La négociation et l’accord en résultant devront porter sur les dimensions institutionnelle, politique, diplomatique, militaire, économique, sociale et culturelle de la relation future entre le Royaume du Maroc et l’Etat sahraoui dans les deux cas de figure selon l’issue du referendum.La négociation devra être directe entre les deux parties. Elle devra toutefois bénéficier du soutien multiforme de l’Organisation des Nations-Unies, de l’Union africaine, de l’Union européenne, de l’Algérie, de la Mauritanie, de la Tunisie et de la Libye.

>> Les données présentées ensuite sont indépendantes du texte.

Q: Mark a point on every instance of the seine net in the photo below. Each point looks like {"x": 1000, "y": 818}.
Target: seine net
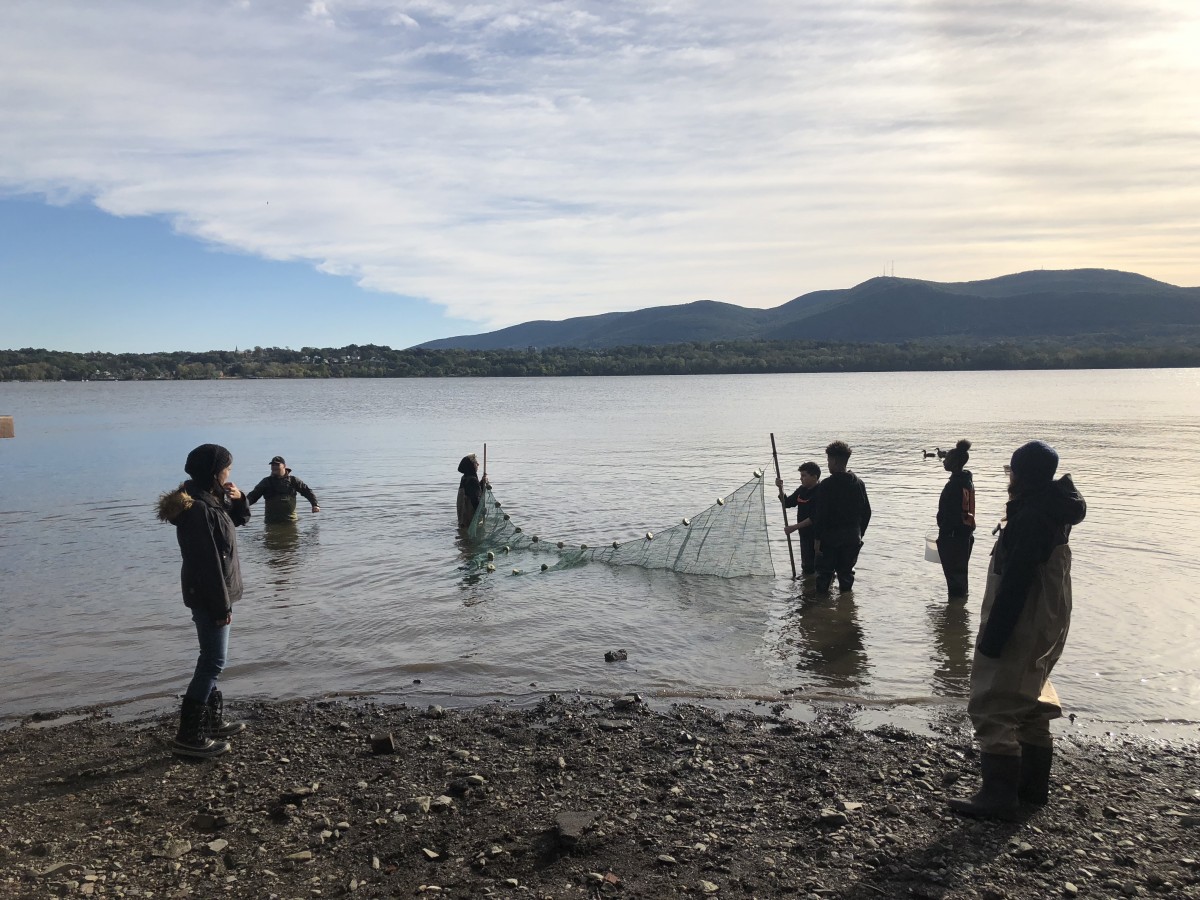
{"x": 729, "y": 539}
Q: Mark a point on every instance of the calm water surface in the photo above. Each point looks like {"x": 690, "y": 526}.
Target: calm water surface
{"x": 371, "y": 594}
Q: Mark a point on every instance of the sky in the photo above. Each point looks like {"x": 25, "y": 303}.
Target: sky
{"x": 209, "y": 174}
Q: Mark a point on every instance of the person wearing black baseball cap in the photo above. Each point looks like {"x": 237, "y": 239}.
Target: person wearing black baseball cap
{"x": 281, "y": 489}
{"x": 1023, "y": 631}
{"x": 205, "y": 510}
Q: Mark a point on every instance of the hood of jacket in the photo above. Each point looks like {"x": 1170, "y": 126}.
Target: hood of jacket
{"x": 173, "y": 504}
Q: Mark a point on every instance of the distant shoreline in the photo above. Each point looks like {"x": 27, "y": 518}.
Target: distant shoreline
{"x": 696, "y": 358}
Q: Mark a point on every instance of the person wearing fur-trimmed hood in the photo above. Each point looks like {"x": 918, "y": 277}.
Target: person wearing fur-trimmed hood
{"x": 205, "y": 510}
{"x": 1023, "y": 631}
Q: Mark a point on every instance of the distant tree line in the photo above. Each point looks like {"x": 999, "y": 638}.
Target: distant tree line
{"x": 697, "y": 358}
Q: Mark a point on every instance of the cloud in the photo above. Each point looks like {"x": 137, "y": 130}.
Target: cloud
{"x": 515, "y": 161}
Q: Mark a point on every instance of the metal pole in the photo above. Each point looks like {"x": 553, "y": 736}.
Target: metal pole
{"x": 780, "y": 478}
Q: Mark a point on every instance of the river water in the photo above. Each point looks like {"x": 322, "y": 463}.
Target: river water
{"x": 370, "y": 595}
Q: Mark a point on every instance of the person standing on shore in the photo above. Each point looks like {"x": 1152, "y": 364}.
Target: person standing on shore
{"x": 955, "y": 521}
{"x": 471, "y": 489}
{"x": 1023, "y": 630}
{"x": 802, "y": 501}
{"x": 281, "y": 489}
{"x": 840, "y": 516}
{"x": 205, "y": 510}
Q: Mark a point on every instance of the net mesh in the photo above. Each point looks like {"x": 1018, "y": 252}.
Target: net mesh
{"x": 729, "y": 540}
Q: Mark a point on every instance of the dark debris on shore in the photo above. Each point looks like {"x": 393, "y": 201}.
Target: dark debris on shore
{"x": 574, "y": 799}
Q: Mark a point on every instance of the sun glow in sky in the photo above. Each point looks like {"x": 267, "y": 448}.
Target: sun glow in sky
{"x": 209, "y": 174}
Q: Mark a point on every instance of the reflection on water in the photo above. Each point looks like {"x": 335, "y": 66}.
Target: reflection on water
{"x": 285, "y": 550}
{"x": 589, "y": 461}
{"x": 827, "y": 640}
{"x": 953, "y": 648}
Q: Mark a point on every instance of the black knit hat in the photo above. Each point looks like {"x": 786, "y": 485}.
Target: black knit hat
{"x": 207, "y": 461}
{"x": 1033, "y": 462}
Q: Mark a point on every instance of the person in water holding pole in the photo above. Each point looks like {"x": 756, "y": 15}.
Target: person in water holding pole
{"x": 205, "y": 509}
{"x": 955, "y": 521}
{"x": 1023, "y": 630}
{"x": 471, "y": 489}
{"x": 840, "y": 515}
{"x": 281, "y": 489}
{"x": 802, "y": 499}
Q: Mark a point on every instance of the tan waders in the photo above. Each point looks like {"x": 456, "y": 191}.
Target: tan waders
{"x": 1012, "y": 699}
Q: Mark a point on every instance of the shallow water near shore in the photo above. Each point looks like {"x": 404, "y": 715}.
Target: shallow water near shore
{"x": 370, "y": 595}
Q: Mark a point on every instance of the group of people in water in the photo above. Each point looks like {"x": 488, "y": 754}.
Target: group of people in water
{"x": 1023, "y": 622}
{"x": 1025, "y": 615}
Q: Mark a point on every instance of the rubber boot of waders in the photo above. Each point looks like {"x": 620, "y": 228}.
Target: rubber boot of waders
{"x": 996, "y": 797}
{"x": 1035, "y": 785}
{"x": 191, "y": 739}
{"x": 217, "y": 725}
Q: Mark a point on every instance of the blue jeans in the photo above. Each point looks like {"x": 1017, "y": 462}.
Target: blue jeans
{"x": 214, "y": 649}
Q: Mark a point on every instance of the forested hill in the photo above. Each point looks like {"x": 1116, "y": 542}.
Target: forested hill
{"x": 1038, "y": 304}
{"x": 1181, "y": 348}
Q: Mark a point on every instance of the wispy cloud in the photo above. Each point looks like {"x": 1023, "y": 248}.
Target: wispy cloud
{"x": 516, "y": 161}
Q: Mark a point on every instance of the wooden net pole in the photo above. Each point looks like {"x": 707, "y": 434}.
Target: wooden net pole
{"x": 779, "y": 477}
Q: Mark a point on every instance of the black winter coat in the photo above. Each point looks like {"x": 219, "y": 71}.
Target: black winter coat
{"x": 955, "y": 507}
{"x": 840, "y": 510}
{"x": 204, "y": 527}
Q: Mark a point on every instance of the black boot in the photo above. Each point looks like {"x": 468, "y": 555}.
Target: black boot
{"x": 997, "y": 795}
{"x": 217, "y": 726}
{"x": 1035, "y": 784}
{"x": 191, "y": 739}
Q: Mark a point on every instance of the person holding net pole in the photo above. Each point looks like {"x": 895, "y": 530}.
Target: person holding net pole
{"x": 471, "y": 490}
{"x": 802, "y": 499}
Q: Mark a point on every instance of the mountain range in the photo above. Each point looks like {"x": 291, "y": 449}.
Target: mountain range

La négociation devra être une double négociation et se dérouler simultanément en -une négociation sur la relation bilatérale Maroc-Sahara Occidental- une négociation sur le processus de construction d’une Union MaghrébineEn effet, un bon accord devra être porté par une dynamique de la construction maghrébine dont les étapes devront être clairement identifiées et liées aux termes de l’accord bilatéral afin que celui-ci permette non seulement de résoudre durablement le conflit, mais aussi de poser les jalons d’une vision nouvelle de la nature des Etats qui aujourd’hui composent le Maghreb.

La seule construction maghrébine utile étant celle qui engage de façon concrète, planifiée, transparente et démocratique, les Etats dans le projet de leur transformation profonde pour former l’Union du Maghreb, une nouvelle entité politique représentant une seule nation, et dont la structure étatique pourrait s’apparenter, par exemple, à celle des Etats-Unis d’Amérique.

Durant le temps qui nous sépare de l’avènement de l’Union Maghrébine, et alors que les Etats maghrébins s’attèleraient à développer ensemble les normes juridiques, administratives, techniques et environnementales d’un espace maghrébin cohérent, à harmoniser leurs systèmes éducatifs et judiciaires, ainsi que leurs politiques étrangères, consulaires, économiques, financières et commerciales, à créer les conditions d’une libre circulation des personnes et des biens et les conditions d’une synergie des sociétés civiles du Maghreb, le Sahara occidental émergerait progressivement, concrètement, significativement, comme le premier territoire maghrébin, la première fondation de l’Union maghrébine.

Territoire au statut spécial, espace pionnier dans la formation des institutions maghrébines, lieu embryonnaire de la formation des structures démocratiques, institutionnelles, administratives, politiques, économiques, sociales et culturelles de l’Union, lieu d’une grande université maghrébine qui comporterait notamment un centre de traduction croisée des œuvres du patrimoine maghrébin et des œuvres majeures du patrimoine universel, lieu de liberté créative et d’innovation scientifique et technique, lieu d’attraction des Maghrébins de la diaspora, lieu de grandes rencontres spirituelles, intellectuelles, culturelles, littéraires, artistiques et musicales, le Sahara occidental serait le lieu privilégié du renouement vital des liens de la mémoire dispersée et de la réunion fertile des courants de l’histoire contrariée de la nation maghrébine.